In another case, Cleric helped identify when one service was impacting another. It detected an error spike, found upstream error logs, correlated the issue to a recent deployment, and highlighted the cross-service link. Most recently, Cleric responded to a cluster-wide instability. It detected simultaneous node shutdowns as they began, quantified the rise in unavailable replicas for a critical auth service (from 2 to 5 in just 15 minutes), flagged a 14-minute telemetry gap, and surfaced new error patterns in monitoring and database connectivity. It delivered a concise summary in the incident channel within minutes, pointing engineers straight to the underlying infrastructure event. “The analysis was spot-on,” said Tony Demol, Staff Software Engineer in IAM team. “Cleric cut through the noise and told us exactly why pods were disappearing and where to look next.”
These types of cross-team investigations often demand significant coordination. “Even by myself, I'm not able to tell which service is calling any other service if I'm looking at other teams,” Adrien noted. For both BlaBlaCar and Cleric, moments like these highlight the deeper potential of AI, not just as a helpful assistant, but as a path to rethinking how incident response works in complex, distributed environments.
Together, they’re exploring how an AI teammate could accelerate diagnosis, surface inter-service relationships, and offer engineers clearer starting points. AI offers the chance not to hand over control, but to give engineers better visibility, faster paths to root cause, and a shared foundation for understanding issues that span teams.
Cleric’s early performance has validated a good potential for broader adoption. By focusing first on tractable alert volumes (10–15%), BlaBlaCar proves value while scaling responsibly. “Our goal isn't complete alert coverage,” says Maxime. “It's intelligent coverage.
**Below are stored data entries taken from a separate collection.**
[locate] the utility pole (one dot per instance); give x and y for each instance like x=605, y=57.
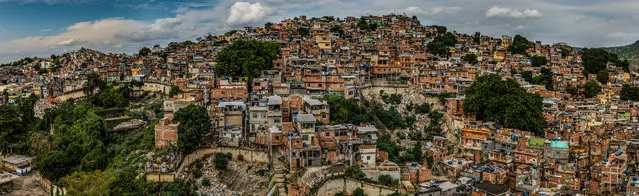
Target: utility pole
x=350, y=150
x=290, y=151
x=270, y=148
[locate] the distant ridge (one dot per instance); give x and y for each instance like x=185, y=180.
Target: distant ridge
x=630, y=52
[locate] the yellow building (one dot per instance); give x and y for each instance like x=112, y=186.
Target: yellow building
x=323, y=42
x=135, y=71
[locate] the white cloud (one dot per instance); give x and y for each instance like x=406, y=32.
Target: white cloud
x=624, y=36
x=244, y=13
x=498, y=12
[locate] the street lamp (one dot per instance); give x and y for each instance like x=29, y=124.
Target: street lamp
x=290, y=151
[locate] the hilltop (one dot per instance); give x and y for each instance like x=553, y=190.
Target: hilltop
x=630, y=52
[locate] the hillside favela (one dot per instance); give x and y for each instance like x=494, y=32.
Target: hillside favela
x=329, y=97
Using Cleric’s insights to proactively address and eliminate systemic issues.”
Together, BlaBlaCar and Cleric are now focusing on improving Cleric's ability to work across team boundaries:
Cleric's footprint expands alongside BlaBlaCar's global operations, focusing on teams experiencing alert fatigue. As BlaBlaCar's business scales globally, Cleric adapts by learning from resolved incidents and handling increasingly complex cross-service dependencies. This ensures that their “you build it, you run it” culture remains sustainable, despite the growing complexity of their distributed architecture.
As BlaBlaCar’s systems grow more complex, the goal is to help engineers respond faster, with clearer context and less overhead. Every alert Cleric handles adds to its understanding of how real teams investigate real incidents. The long-term aim is safe, automatic remediation: recommending or executing fixes based on patterns it has seen work before, just as a seasoned SRE would, drawing on experience to act quickly and with confidence.
BlaBlaCar doesn’t need to fix broken processes. What they’re doing works. The opportunity is to push it further, to see how far AI can go when it learns from people operating at the highest level. It’s about making responses faster, more consistent, and easier to scale, without compromising how teams work today.
We are actively measuring Cleric’s performance across teams at BlaBlaCar, and plan to follow up with part 2, where we’ll report on Cleric’s broader adoption and impact on key results.